# Analysis of Productivity and Population Data

#### We begin with two raw datasets, one from the Bureau of Labor Statistics (BLS) covering producitivity by sector and quarter (period) from 1995 through 2023, and another from Data USA providing population data for the United States of America between 2013 and 2021.

Our BLS data is available on S3 at the following links:
- [pr.class](https://790890014576-rearc-data-quest-bucket.s3.amazonaws.com/data/bls/pr.class)
- [pr.contacts](https://790890014576-rearc-data-quest-bucket.s3.amazonaws.com/data/bls/pr.contacts)
- [pr.data.0.Current](https://790890014576-rearc-data-quest-bucket.s3.amazonaws.com/data/bls/pr.data.0.Current)
- [pr.data.1.AllData](https://790890014576-rearc-data-quest-bucket.s3.amazonaws.com/data/bls/pr.data.1.AllData)
- [pr.duration](https://790890014576-rearc-data-quest-bucket.s3.amazonaws.com/data/bls/pr.duration)
- [pr.footnote](https://790890014576-rearc-data-quest-bucket.s3.amazonaws.com/data/bls/pr.footnote)
- [pr.measure](https://790890014576-rearc-data-quest-bucket.s3.amazonaws.com/data/bls/pr.measure)
- [pr.period](https://790890014576-rearc-data-quest-bucket.s3.amazonaws.com/data/bls/pr.period)
- [pr.seasonal](https://790890014576-rearc-data-quest-bucket.s3.amazonaws.com/data/bls/pr.seasonal)
- [pr.sector](https://790890014576-rearc-data-quest-bucket.s3.amazonaws.com/data/bls/pr.sector)
- [pr.series](https://790890014576-rearc-data-quest-bucket.s3.amazonaws.com/data/bls/pr.series)
- [pr.txt](https://790890014576-rearc-data-quest-bucket.s3.amazonaws.com/data/bls/pr.txt)

In [1]:
### Imports
import os
import io
import json
import requests
import pandas as pd

In [2]:
### Global Variable Setting

bls_data_url = "https://download.bls.gov/pub/time.series/pr/pr.data.0.Current"
pop_data_url = "https://datausa.io/api/data?drilldowns=Nation&measures=Population"
headers = {"User-Agent": "seancowens13@gmail.com"} # If we don't include this we will be flagged as a bot by the data providers

In [3]:
### GET data

bls_response = requests.get(url=bls_data_url, headers=headers)
bls_response.raise_for_status()

pop_response = requests.get(url=pop_data_url, headers=headers)
pop_response.raise_for_status()

#### We now have two successful responses (i.e. HTTP status code between 200 and 300). Let's try transforming the data to a DataFrame right away and see what happens.

In [4]:
bls_df = pd.read_csv(bls_response.content)

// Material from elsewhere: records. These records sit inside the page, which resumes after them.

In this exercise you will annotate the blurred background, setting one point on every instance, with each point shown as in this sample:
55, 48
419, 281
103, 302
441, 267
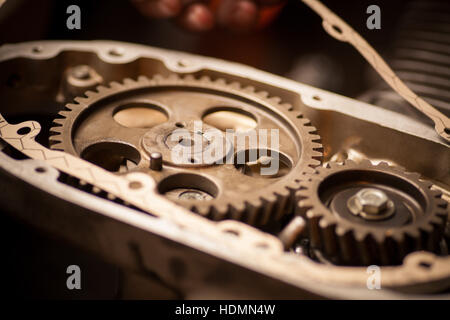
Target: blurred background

TypeError: Expected file path name or file-like object, got <class 'bytes'> type

In [5]:
pop_df = pd.DataFrame(pop_response.json())

ValueError: All arrays must be of the same length

#### Two errors. Not a great start unfortunately, but we can't expect public datasets to be perfectly formatted for all of our needs. Let's tackle them one at a time to determine what needs to be done.

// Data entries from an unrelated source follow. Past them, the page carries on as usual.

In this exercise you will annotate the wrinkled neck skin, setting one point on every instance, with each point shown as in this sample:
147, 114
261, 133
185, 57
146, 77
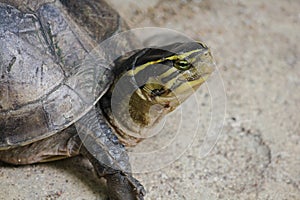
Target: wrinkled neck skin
135, 116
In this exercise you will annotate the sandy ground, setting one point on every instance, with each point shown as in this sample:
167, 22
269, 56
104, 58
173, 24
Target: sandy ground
257, 156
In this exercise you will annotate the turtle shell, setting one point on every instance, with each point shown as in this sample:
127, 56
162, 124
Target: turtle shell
46, 80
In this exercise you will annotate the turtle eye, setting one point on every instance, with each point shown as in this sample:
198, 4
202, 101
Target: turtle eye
182, 64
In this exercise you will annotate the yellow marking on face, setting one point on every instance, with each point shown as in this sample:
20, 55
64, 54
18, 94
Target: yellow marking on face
175, 57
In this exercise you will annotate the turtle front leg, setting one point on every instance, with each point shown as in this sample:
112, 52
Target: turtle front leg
121, 185
108, 156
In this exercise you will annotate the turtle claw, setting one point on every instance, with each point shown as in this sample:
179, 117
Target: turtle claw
124, 187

1. BLS: The data is meant to be in a csv format, however, our request.Response.content is all bytes. We'll need to decode the response content, stream it to an in-memory text buffer, and pass this into our `read_csv` DataFrame constructor. As we do this, we'll get back a DF with a single column and a lot of `\t` throughout. The fix here is simple, the data is tab delimited and we simply note this as kwarg in `read_csv`.
2. Population: Upon further inspection, there are two top level keys, `data` and `source`. However, each of these has different data in their sub-arrays, causing Pandas to return the error `ValueError: All arrays must be of the same length`. We're only interested in the `data` portion of the `response.content` anyways, so we can scrap the `source` key and try our DataFrame constructor once more.

In [6]:
bls_df = pd.read_csv(io.StringIO(bls_response.content.decode("utf-8")), delimiter="\t")

In [7]:
bls_df.shape

(35466, 5)

In [8]:
pop_df = pd.DataFrame(pop_response.json()["data"])

In [9]:
pop_df.shape

(9, 6)

#### So far so good. Let's get started with some simple aggregated statistics on the population data. First things first, we should inspect the DF to ensure there is nothing strange about the column names or the data itself.

In [10]:
print(pop_df.columns)
pop_df.head()

Index(['ID Nation', 'Nation', 'ID Year', 'Year', 'Population', 'Slug Nation'], dtype='object')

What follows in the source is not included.